From 2002 until 2008, Jokhoo was registered as a Minnesota debt collector. He was the founder, owner, and the only employee of First Financial Services Inc. This Minnesota collection agency license was held until November 2009, which the Minnesota Department of Commerce revoked.
In 2011, Minnesota would fine the company and Jokhoo $100,000 for violating the Fair Debt Collection Practices Act. After the debt collection license was revoked, Jokhoo allegedly started operating a scam debt collection agency.
The indictment states that Jokhoo utilized a number of debt collector resources to obtain information about individuals. This information included their social security numbers, birthdays, financial information, and much more.

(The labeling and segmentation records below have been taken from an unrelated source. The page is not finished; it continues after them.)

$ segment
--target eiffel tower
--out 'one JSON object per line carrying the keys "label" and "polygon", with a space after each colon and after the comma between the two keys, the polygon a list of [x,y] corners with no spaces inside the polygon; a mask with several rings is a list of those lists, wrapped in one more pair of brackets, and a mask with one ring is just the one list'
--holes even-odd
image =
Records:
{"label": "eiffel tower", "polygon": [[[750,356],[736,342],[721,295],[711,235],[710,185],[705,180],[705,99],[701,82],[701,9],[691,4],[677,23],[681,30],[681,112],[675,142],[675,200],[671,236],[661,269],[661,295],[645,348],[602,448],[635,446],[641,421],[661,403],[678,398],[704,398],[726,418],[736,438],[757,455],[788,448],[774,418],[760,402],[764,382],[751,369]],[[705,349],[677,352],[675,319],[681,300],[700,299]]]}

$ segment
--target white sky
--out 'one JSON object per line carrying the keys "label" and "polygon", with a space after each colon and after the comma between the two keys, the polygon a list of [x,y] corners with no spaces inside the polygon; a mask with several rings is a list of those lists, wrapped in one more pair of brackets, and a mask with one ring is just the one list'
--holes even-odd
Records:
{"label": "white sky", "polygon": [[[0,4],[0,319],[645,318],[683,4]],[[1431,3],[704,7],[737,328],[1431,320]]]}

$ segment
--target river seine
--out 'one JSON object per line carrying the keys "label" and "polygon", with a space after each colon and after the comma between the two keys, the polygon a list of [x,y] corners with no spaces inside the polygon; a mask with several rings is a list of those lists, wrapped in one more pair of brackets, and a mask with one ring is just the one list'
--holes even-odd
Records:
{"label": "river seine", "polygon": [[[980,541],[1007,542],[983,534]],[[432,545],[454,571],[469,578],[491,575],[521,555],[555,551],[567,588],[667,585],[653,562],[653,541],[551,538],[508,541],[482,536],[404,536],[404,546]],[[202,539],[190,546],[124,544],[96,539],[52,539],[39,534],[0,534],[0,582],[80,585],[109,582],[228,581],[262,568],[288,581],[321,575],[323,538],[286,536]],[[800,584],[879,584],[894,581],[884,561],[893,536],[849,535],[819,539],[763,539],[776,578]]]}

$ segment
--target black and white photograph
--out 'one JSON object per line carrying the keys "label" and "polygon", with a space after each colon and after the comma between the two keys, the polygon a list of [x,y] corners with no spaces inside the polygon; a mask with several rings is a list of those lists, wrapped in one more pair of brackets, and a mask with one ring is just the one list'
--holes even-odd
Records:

The information was then used to communicate with the individuals and with financial institutions. Jokhoo would tell the individuals that they owed him a past due debt. He would allegedly make threats, call at strange hours of the day, and would even contact the employers and families of the victims in order to secure payments. The indictment also says that Jokhoo would impersonate the victims when communicating with their financial institutions. When doing this, he would request that the institution issue a check to First Financial. In one instance, he allegedly used the identity of another individual to fill out an online application with a peer-to-peer lending company to try and obtain money from investors.
If Jokhoo is convicted, he could face up to 30 years in prison for each count of bank, mail, and wire fraud. Furthermore, he faces up to two years in prison for the identity theft charges and up to three years for falsely impersonating an employee of the United States.